Descriptions of the structure for each model can be found in Table 1
of Lofton et al. 20XX.
uncertainty.sources indicates the combination of uncertainty sources
that are incorporated in the hindcast file, according to the following
codes:
IC = initial conditions; Pa = parameter; D = driver; P = process; O =
observation
Note that not model structures contain all sources of uncertainty. For
example, a random walk or intercept model does not have driver
uncertainty because it does not include any environmental covariates.
YYYY-MM-DD indicates the date for which the hindcast was generated.
Hindcasts run from one to four weeks into the future from the date for
which they were generated. For example, a hindcast file generated for
the week of 2015-05-25 will include a one-week-ahead forecast for the
week of 2015-06-01, a two-week-ahead forecast for the week of
2015-06-08, a three-week-ahead forecast for the week of 2015-06-15,
and a four-week-ahead forecast for the week of 2015-06-22.
DOWNLOAD AND PROCESSING OF NLDAS-2 DATA The NLDAS-2 database
(https://ldas.gsfc.nasa.gov/nldas/v2/forcing) was accessed in February
2017 and data were downloaded from January 1, 1979 through December
31, 2016 at the hourly scale, including shortwave radiation. Detailed
definitions and descriptions of the NLDAS-2 forcing variables can be
found at https://ldas.gsfc.nasa.gov/nldas/v2/forcing. Lake Sunapee
spans four 1/8th-degree grid cells within the NLDAS grid system and
these grid cells were queried for download using a Lake Sunapee
shapefile.
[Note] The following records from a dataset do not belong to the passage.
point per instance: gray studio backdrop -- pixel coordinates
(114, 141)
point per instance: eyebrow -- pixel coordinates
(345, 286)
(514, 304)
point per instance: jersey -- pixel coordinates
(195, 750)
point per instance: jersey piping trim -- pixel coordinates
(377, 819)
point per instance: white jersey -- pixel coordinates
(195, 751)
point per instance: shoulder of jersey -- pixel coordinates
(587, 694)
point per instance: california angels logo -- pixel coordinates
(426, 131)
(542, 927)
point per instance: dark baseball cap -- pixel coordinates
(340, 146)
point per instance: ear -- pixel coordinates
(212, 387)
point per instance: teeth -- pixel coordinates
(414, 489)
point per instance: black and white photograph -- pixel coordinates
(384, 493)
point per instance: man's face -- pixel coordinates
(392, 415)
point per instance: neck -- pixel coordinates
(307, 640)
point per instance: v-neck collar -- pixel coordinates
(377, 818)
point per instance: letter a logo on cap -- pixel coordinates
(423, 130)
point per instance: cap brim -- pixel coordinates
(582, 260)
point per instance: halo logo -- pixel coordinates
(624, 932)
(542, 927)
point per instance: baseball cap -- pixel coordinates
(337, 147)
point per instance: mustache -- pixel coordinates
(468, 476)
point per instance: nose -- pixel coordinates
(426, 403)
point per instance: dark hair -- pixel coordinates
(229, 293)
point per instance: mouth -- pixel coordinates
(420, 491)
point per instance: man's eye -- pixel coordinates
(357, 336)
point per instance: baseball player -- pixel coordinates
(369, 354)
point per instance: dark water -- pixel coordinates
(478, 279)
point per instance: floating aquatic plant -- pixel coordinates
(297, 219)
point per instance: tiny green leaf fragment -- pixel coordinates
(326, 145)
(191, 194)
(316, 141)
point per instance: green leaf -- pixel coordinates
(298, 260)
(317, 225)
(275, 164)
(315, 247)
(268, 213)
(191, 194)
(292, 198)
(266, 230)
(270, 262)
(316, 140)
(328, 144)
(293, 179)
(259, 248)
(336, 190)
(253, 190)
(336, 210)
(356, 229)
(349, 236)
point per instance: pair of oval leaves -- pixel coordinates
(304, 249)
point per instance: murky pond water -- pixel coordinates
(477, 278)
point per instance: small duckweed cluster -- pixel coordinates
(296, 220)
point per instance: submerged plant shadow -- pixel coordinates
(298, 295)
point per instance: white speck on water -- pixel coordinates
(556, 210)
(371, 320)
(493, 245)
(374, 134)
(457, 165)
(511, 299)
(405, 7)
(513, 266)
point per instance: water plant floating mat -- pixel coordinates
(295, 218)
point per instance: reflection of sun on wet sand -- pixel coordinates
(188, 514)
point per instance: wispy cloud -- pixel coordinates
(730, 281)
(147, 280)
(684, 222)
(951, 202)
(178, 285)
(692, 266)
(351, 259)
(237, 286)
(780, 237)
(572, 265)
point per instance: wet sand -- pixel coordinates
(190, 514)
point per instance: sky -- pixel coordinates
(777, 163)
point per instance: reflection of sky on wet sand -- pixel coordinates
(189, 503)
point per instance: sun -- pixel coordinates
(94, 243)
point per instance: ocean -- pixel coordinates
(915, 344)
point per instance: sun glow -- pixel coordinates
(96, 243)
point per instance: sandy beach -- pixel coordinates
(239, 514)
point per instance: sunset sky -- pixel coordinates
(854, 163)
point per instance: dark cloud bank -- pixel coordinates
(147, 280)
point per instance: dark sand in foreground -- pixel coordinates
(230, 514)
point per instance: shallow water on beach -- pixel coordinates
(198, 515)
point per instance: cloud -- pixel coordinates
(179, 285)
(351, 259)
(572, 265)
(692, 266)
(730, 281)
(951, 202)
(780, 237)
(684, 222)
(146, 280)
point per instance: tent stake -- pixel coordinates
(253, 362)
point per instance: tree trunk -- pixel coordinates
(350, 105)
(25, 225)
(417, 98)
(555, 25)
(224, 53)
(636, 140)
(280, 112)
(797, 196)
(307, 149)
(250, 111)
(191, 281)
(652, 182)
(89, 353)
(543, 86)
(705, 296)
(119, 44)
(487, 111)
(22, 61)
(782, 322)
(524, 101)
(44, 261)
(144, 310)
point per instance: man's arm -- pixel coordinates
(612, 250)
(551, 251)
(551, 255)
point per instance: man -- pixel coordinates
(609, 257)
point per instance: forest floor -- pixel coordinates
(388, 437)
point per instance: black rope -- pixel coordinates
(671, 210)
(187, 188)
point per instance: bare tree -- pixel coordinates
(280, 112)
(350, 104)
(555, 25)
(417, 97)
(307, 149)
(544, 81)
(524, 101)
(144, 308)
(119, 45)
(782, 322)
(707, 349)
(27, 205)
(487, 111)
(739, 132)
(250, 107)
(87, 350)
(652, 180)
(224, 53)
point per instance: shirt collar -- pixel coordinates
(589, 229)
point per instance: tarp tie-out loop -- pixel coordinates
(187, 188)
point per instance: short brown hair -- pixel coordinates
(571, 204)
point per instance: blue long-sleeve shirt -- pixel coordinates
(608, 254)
Observations for each meteorological variable were
subsequently averaged across grid cells to provide a single value for
the lake at each hourly timestep.
Hourly solar radiation values were subsequently summarized to daily
mean, median, maximum, minimum, standard deviation, and sum for each
day of G. echinulata sampling from 2009-2016.
DOWNLOAD AND PROCESSING OF PRISM DATA The PRISM database
(http://www.prism.oregonstate.edu/documents/PRISM_datasets.pdf) was
accessed on October 4, 2018, and data from the AN81d dataset were
downloaded from January 1, 1981 through December 31, 2017, including
precipitation, with grid cell interpolation on. Detailed definitions
and descriptions of PRISM datasets can be found at
http://www.prism.oregonstate.edu/documents/PRISM_datasets.pdf. Data
were downloaded for a location corresponding to a Gloeotrichia
echinulata monitoring site on Lake Sunapee (Lat: 43.4098, Lon:
-72.0367, Elev: 361m). Data were downloaded at the daily timestep,
which PRISM defines as the 24 hour period ending at 1200 UTC on the
day entered in the Date column of the dataframe.
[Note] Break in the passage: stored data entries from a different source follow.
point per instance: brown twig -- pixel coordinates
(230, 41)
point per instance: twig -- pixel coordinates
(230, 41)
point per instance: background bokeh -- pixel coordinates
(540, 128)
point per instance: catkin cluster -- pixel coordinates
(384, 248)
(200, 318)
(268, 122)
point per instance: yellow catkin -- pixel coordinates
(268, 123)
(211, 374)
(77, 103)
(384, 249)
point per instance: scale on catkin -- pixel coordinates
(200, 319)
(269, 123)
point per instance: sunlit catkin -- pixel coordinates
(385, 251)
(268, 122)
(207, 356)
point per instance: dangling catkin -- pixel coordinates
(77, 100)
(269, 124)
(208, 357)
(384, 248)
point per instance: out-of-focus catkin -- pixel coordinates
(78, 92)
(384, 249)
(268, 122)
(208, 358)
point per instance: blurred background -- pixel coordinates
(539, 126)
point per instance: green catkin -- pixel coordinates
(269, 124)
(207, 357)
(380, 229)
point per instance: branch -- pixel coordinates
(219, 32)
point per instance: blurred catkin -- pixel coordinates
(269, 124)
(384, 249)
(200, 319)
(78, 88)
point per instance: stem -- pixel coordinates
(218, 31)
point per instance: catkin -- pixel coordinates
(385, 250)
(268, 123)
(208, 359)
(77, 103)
Precipitation data were subsequently summarized to include daily sum
of precipitation on each of day of G. echinulata sampling from
2009-2016, as well as daily sum of precipitation on the day prior to
the day of sampling (precip_mm_1daylag) and daily sum of precipitation
on the previous G. echinulata sampling day (precip_mm_1weeklag).
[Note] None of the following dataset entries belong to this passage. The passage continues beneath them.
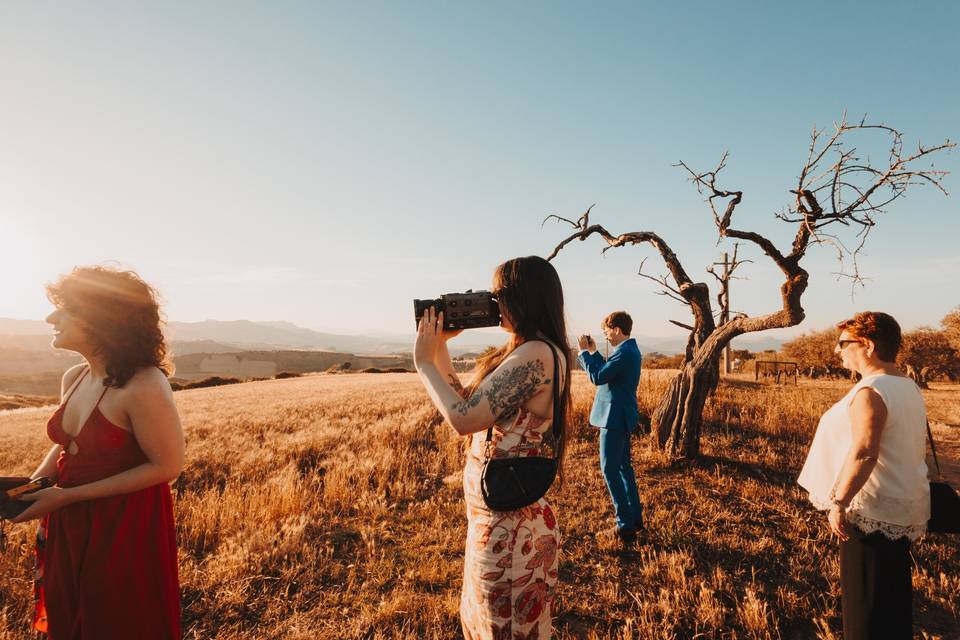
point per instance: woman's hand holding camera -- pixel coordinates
(430, 335)
(837, 519)
(44, 501)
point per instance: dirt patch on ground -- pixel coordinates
(947, 439)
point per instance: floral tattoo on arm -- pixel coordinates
(508, 390)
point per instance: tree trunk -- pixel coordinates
(677, 421)
(918, 375)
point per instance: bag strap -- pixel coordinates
(556, 398)
(933, 449)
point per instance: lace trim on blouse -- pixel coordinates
(912, 532)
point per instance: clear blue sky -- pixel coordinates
(326, 163)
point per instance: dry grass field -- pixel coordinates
(329, 506)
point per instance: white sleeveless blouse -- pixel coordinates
(895, 499)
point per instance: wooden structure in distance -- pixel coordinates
(777, 368)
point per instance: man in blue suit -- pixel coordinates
(615, 413)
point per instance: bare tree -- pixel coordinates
(854, 190)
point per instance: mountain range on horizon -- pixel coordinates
(219, 336)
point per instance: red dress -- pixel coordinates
(106, 568)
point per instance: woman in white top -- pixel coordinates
(867, 467)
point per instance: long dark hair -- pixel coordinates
(120, 315)
(530, 291)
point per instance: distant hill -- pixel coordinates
(266, 364)
(223, 336)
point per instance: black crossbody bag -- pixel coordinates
(508, 484)
(944, 501)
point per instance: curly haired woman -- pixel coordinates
(106, 546)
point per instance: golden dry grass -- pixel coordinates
(330, 507)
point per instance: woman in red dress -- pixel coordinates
(106, 546)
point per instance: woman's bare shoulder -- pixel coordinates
(148, 381)
(70, 376)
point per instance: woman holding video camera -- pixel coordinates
(106, 546)
(510, 563)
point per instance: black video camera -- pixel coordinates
(467, 310)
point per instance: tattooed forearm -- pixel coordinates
(510, 388)
(455, 383)
(465, 405)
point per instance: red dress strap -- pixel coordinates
(73, 387)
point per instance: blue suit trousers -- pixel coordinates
(618, 474)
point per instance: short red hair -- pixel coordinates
(878, 327)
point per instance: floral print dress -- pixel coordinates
(510, 565)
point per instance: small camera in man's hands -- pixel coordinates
(467, 310)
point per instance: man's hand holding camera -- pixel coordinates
(586, 342)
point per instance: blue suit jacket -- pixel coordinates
(615, 404)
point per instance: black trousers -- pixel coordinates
(876, 588)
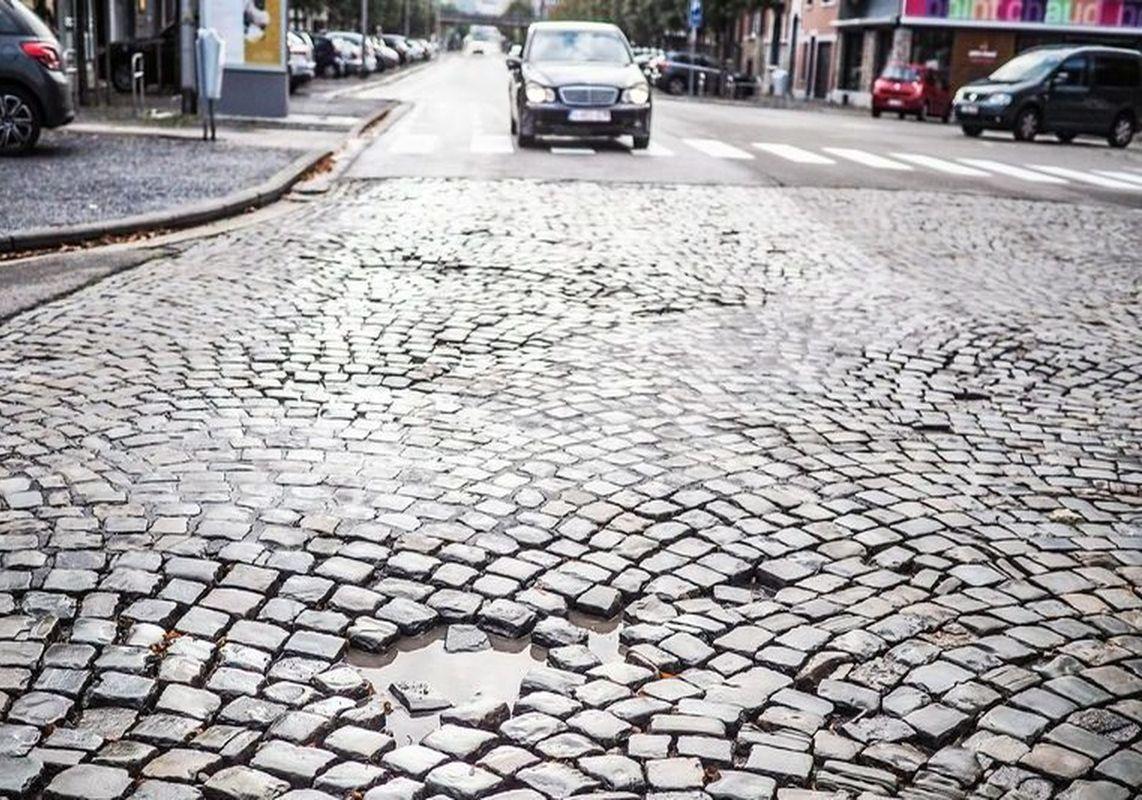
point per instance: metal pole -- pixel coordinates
(364, 34)
(693, 53)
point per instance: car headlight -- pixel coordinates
(638, 94)
(538, 94)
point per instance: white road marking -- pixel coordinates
(1119, 175)
(413, 144)
(867, 159)
(1013, 171)
(495, 144)
(790, 153)
(653, 151)
(1088, 178)
(941, 166)
(718, 150)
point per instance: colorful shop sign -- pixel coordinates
(1106, 14)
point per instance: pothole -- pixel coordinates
(435, 676)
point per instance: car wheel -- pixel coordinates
(19, 121)
(1027, 124)
(1122, 132)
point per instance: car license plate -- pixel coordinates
(589, 115)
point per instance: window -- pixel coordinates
(1117, 72)
(1071, 72)
(578, 46)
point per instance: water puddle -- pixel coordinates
(493, 673)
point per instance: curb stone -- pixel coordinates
(179, 217)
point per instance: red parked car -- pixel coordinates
(911, 89)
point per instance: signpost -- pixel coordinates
(211, 61)
(696, 22)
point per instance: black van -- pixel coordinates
(1061, 89)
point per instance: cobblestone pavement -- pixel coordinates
(867, 502)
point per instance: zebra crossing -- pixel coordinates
(482, 144)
CITATIONS Lofton, M.E., Brentrup, J.A., Beck, W.S., Zwart, J.A.,
Bhattacharya, R., Brighenti, L.S., Burnet, S.H., McCullough, I.M.,
Steele, B.G., Carey, C.C., Cottingham, K.L., Dietze, M.C., Ewing,
H.A., Weathers, K.D., LaDeau, S.L. 20XX. Using near-term forecasts and
uncertainty partitioning to prioritize research for understanding
cyanobacterial dynamics. Journal, Volume, Issue, Pages.